NBC’s 20th Century Olympics Coverage In A 21st Century World
NBC's Olympic coverage doesn't necessarily recognize the realities of social networking and the 24 hour news cycle.
In the age of the Internet, social media, and online streaming video, it is becoming painfully obvious that the Olympic broadcasting model that was perfected by ABC Sports and taken over by NBC in recent years is on the verge of fading away:
NEW YORK — In the age of social media, NBC now has millions of television critics who make their opinions known about every aspect of Olympics coverage instantly.
They’ve even set up their own hashtag on Twitter: (hash)nbcfail.
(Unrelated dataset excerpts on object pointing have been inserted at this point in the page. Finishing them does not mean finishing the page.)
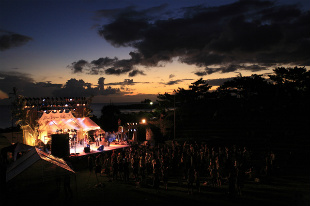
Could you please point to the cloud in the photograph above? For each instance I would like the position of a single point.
(25, 84)
(79, 66)
(9, 40)
(171, 76)
(230, 68)
(173, 82)
(109, 66)
(219, 39)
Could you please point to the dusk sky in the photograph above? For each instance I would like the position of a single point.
(145, 47)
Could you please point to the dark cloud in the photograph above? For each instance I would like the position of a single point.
(9, 40)
(79, 66)
(173, 82)
(244, 32)
(109, 66)
(218, 82)
(25, 85)
(136, 72)
(230, 68)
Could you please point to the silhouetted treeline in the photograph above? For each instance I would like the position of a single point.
(251, 106)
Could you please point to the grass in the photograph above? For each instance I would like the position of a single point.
(283, 190)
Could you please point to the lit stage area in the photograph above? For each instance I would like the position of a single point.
(79, 149)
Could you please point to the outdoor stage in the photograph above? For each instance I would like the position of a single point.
(79, 149)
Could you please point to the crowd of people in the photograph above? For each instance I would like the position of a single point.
(192, 163)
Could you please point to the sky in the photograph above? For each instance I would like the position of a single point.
(144, 47)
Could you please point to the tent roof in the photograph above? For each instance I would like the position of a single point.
(55, 121)
(87, 124)
(30, 158)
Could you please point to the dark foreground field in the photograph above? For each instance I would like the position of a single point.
(284, 190)
(289, 185)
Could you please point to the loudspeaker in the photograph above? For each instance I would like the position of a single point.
(86, 149)
(60, 145)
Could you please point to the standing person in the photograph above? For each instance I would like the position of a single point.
(165, 177)
(90, 164)
(197, 180)
(190, 180)
(67, 187)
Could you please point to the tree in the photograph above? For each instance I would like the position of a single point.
(245, 87)
(291, 81)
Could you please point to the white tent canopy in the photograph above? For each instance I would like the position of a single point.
(51, 123)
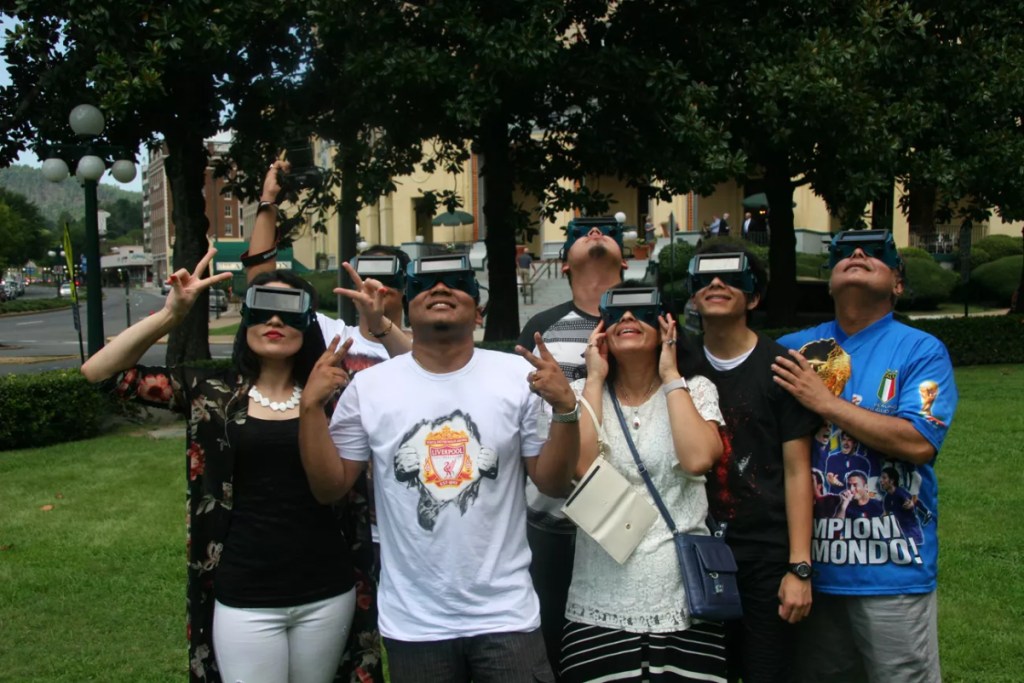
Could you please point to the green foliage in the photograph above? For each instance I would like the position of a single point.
(49, 408)
(971, 341)
(324, 282)
(54, 199)
(928, 285)
(995, 282)
(999, 246)
(26, 305)
(674, 261)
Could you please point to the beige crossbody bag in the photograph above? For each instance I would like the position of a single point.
(606, 507)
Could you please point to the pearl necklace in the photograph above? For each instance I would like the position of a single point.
(274, 406)
(635, 423)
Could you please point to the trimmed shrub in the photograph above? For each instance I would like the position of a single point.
(913, 252)
(998, 246)
(49, 408)
(325, 282)
(995, 282)
(674, 260)
(971, 341)
(928, 285)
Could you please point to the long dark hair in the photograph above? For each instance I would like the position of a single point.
(686, 349)
(246, 360)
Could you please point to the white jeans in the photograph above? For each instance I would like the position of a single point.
(301, 644)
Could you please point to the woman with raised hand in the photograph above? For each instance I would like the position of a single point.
(629, 622)
(270, 590)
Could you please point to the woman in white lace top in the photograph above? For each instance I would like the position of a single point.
(629, 622)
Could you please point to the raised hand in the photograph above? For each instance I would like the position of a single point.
(271, 181)
(596, 354)
(668, 367)
(185, 287)
(547, 379)
(368, 295)
(327, 377)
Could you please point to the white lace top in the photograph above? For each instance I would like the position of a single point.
(645, 594)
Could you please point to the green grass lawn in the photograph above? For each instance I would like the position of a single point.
(93, 589)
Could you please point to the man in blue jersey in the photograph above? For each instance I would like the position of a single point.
(875, 611)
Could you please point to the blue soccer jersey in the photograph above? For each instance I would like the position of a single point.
(895, 370)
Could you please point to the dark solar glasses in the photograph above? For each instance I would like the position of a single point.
(877, 244)
(643, 302)
(294, 307)
(386, 269)
(580, 227)
(454, 271)
(732, 269)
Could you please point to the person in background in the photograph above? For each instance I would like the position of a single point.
(592, 260)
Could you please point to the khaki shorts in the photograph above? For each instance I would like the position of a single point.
(877, 638)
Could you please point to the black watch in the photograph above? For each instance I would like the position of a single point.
(802, 569)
The online complaints focused Saturday on NBC’s decision to air the marquee swimming event won by American Ryan Lochte on tape delay in prime time, and Friday on the network not streaming the opening ceremony online. Sunday’s critics started early: people wondering why the U.S. men’s basketball team’s opening game aired on a cable network while women’s cycling was shown on NBC.
The conversation is so active that NBC’s executive producer of the games, Jim Bell, took to Twitter to answer critics and even change the way NBC is doing something in response.
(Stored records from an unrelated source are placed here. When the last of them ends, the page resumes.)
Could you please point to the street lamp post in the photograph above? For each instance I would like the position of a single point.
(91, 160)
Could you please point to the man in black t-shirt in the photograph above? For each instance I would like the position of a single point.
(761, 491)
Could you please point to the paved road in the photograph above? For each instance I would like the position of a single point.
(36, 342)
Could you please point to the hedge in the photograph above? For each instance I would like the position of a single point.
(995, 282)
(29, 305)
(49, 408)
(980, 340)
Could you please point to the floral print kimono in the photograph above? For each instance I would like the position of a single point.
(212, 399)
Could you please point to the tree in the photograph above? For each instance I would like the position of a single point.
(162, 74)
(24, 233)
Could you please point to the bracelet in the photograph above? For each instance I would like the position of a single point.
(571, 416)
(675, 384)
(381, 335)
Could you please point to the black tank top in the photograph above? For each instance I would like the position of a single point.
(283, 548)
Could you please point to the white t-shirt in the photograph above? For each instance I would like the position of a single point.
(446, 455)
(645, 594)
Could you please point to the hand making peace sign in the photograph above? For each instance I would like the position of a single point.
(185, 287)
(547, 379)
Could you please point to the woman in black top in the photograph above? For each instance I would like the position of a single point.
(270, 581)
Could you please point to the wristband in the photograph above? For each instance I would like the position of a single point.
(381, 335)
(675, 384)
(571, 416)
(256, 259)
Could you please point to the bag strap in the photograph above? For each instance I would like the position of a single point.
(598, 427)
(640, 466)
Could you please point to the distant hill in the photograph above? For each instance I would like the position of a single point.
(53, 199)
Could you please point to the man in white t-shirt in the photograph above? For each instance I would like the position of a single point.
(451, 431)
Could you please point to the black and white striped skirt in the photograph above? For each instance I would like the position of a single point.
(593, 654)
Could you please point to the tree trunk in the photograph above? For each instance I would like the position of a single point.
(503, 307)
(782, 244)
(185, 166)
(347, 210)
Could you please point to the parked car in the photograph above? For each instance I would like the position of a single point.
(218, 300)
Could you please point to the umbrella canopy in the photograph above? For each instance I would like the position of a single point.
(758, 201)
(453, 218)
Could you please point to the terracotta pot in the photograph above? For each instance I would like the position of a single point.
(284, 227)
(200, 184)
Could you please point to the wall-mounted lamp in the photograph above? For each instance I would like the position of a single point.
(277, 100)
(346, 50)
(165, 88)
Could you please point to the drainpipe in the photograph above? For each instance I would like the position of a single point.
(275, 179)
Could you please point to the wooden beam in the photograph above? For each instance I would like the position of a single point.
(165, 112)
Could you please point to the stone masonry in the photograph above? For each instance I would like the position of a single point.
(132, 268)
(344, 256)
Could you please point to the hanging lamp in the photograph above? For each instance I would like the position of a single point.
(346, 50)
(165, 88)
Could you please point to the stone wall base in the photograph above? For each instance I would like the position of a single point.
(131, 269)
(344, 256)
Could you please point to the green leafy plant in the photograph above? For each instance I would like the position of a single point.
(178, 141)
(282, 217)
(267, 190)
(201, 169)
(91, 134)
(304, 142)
“(hash)nbcfail is filled with a lot of crying and snark and humor, but NBC can actually learn something from it,” said Jeff Jarvis, a media critic who writes the Buzzmachine.com blog.
Complaints about tape delayed coverage are an evergreen with Olympics held on foreign soil. But the London Games are the first with Twitter, Facebook and other social media sites in full flower, in a mobile phone era where people carry computers that instantly deliver news in their pockets. It has amplified the impatience of viewers who want to see events on their large-screen TVs instantly and haven’t been mollified by NBC’s decision to stream the events live online.
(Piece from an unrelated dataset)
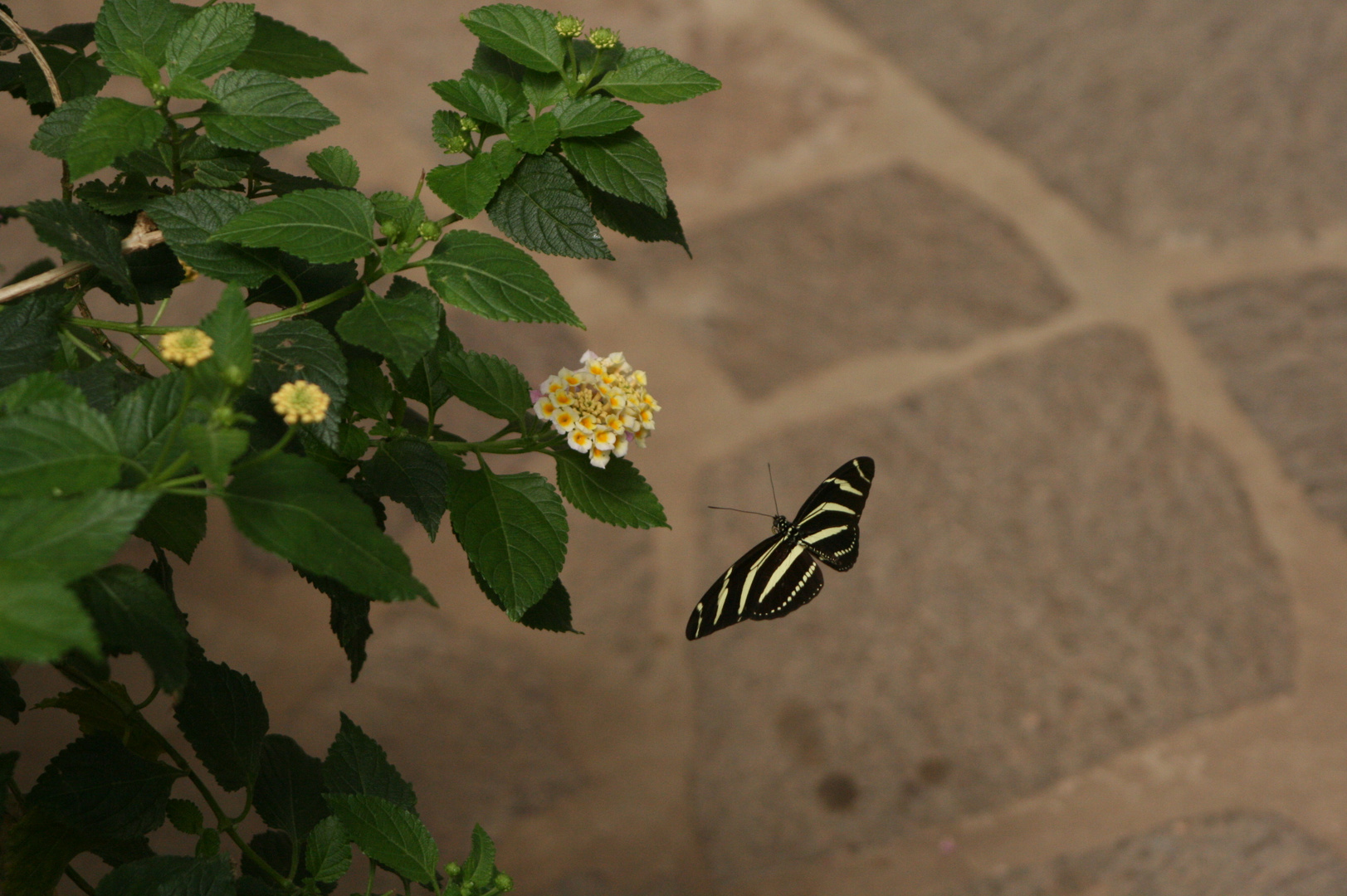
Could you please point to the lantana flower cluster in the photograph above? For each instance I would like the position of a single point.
(601, 408)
James Poniewozik, Time magazine TV critic, tweeted that “NBC tape delay coverage is like the airlines: its interest is in giving you the least satisfactory service you will still come back for.”
That drew a quick response from NBC’s Bell: “You do know that all sports events are being streamed live right?”
“I do, indeed!” replied Poniewozik. “Have enjoyed it. Apparently a lot of folks still prefer watching it on TV.”
NBC says it saves big events for prime-time airing because that is when most viewers are available to watch them and where the network makes the bulk of its advertising revenue. Since prime time on the U.S. East Coast coincides with 1 a.m. London time, there are no events to air live then. NBC representatives noted that there were 39 hours of live events Sunday on NBC and its affiliated networks.
Jonathan Wald, who produces Piers Morgan’s CNN talk show and used to work at NBC, tweeted that “the medal for most Olympic whining goes to everyone who complains about what happens every four years. Tape delay.”
One of those complainers, in fact, was Morgan: He tweeted his disdain Friday for NBC’s decision not to make the opening ceremony available live.
As it turns out, NBC’ is likely to justify it’s tape-delayed broadcast of Friday’s Opening Ceremonies by pointing to the fact that the broadcast was watched by an estimated 40 million viewers, a Nielsen record for such events. Nonetheless, as James Joyner pointed out in his post on Friday evening, there was no small degree of absurdity in the manner in which NBC’s tape delayed broadcast was treated even by other news agencies as if it was “Breaking News.” Indeed, as I was wrapping up work on Friday afternoon here on the East Coast, CNN was showing still shots of the Opening Ceremonies that were going on at that very moment and hinting at “surprises.” Presumably, their unwillingness to show or discuss anything more was due to the exclusivity rights that NBC had to Olympic broadcasts in the United States, and the all encompassing “rules” imposed by the International Olympic Committee. The absurd part of it all was that anyone who really wanted to watch the Opening Ceremonies live on Friday afternoon could have done so by accessing any number of completely legal online video streams, so the attempts by NBC to create some air of mystery about the event was really quite absurd.
NBC is live-streaming every event on its website, but Americans can only access that stream if they are a cable television subscriber, thus leaving the increasing number of people who are leaving television behind without any options. That probably doesn’t account for many people now, but in four or either years its likely to be a very different story, and NBC and the IOC are going to have to find a way to reach that audience.
With the Opening Ceremonies over, NBC is now required to maintain the two week mirage that much of their high-profile coverage, especially of events that involve American athletes, is really actually in doubt. It’s a problem that any network that covers the Olympics has to face, of course, and the five hour delay between New York and London is not nearly as problematic for programming purposes as the twelve hour delay between New York and Beijing in 2008 or the fourteen hour delay between Sydney and New York in 2004. Nonetheless, I have already woken up this morning to the news station my alarm clock is tuned into with a sports report that starts out with “Spoiler Alert.” And even with the events taking place in London, that still means that most of the important events will occur outside of American prime time television hours. In an era where there were just three television networks and no Internet, that was probably a viable way to broadcast a sports event, I’m not so sure it works in an era of instant communication.